# Please help if you have the knowledge



## paulm270582 (Apr 16, 2008)

Hi, i am after some help, what i would like to do is edit some pictures/photos on the computer.  What i want to do is stretch part of the pics so i can exagerate them to make them humerous, if that makes sense.  If anybody knows what software i need to do this please let me know thanks.

paul


----------



## eminart (Apr 16, 2008)

There are lots of photo editing software that will do that. It just depends on how much you want to spend. Photoshop is the obvious first choice, but it's pretty expensive, especially for the newer versions. There's a free software available online. It's called "the gimp". I've never used it personally, but it seems to be pretty popular with people who don't need photoshop or want to spend the money for it. I suggest you try that one, if all you want to do is distort some photos. 
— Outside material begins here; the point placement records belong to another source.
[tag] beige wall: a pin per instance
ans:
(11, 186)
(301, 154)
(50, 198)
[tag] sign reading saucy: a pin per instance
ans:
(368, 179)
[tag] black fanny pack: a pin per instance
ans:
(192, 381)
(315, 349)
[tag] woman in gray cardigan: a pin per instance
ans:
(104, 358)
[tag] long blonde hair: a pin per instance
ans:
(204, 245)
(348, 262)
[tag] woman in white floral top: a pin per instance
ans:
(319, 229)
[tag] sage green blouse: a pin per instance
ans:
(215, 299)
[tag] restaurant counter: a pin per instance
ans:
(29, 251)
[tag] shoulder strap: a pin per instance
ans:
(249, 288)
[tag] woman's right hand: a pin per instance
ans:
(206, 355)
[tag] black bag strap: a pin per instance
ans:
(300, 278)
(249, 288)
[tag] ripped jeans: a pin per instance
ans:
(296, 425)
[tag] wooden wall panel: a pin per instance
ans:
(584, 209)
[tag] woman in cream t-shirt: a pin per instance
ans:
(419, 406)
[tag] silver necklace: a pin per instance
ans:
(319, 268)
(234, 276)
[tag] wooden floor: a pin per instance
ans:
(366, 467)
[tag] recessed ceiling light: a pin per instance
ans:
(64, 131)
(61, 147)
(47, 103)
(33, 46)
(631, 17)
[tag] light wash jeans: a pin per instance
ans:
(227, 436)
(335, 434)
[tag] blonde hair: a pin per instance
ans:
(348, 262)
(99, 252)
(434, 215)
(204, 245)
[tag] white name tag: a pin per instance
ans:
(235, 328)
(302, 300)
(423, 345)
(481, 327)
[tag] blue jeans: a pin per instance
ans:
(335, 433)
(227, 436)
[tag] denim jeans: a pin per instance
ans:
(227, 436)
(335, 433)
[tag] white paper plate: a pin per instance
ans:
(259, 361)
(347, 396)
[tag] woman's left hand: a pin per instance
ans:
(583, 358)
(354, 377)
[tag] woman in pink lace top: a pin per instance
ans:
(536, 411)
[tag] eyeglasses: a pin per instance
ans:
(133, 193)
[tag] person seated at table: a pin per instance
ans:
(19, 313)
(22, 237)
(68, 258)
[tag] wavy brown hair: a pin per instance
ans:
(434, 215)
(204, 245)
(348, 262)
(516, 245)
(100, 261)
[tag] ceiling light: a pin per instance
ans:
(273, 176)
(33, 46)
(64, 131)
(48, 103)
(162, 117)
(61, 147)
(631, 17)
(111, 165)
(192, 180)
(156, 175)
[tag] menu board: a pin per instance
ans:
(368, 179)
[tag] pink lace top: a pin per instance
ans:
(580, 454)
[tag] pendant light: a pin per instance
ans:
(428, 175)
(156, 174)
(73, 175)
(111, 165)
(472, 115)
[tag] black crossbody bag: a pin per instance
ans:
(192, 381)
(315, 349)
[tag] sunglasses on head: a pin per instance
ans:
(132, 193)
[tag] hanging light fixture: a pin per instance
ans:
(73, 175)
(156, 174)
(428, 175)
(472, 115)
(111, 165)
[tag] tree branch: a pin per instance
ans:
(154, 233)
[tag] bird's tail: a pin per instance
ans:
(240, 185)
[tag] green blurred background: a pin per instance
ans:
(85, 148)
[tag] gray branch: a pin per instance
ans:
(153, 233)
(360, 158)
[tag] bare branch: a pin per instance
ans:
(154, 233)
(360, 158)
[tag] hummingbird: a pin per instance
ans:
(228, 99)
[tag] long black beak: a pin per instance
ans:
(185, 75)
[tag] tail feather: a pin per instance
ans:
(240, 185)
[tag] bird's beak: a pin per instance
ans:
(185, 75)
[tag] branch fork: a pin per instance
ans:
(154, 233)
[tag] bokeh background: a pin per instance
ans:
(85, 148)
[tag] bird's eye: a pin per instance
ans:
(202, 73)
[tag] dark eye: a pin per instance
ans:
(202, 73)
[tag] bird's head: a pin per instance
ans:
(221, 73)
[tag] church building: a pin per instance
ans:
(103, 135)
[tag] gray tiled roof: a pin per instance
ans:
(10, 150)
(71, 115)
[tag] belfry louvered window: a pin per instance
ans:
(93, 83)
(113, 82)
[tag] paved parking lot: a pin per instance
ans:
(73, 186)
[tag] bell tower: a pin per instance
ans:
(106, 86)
Here's a link: http://www.gimp.org/downloads/

p.s. I have no idea if this software has a tool or feature for stretching, but I assume it does.


----------



## Big Mike (Apr 16, 2008)

'Liquify' is the tool in photoshop...but a lot of image programs have something similar.


----------



## chantal7 (Apr 16, 2008)

Filter > Liquify is the one to use in photoshop, in my opinion it's the best one  It's so funny lol!


----------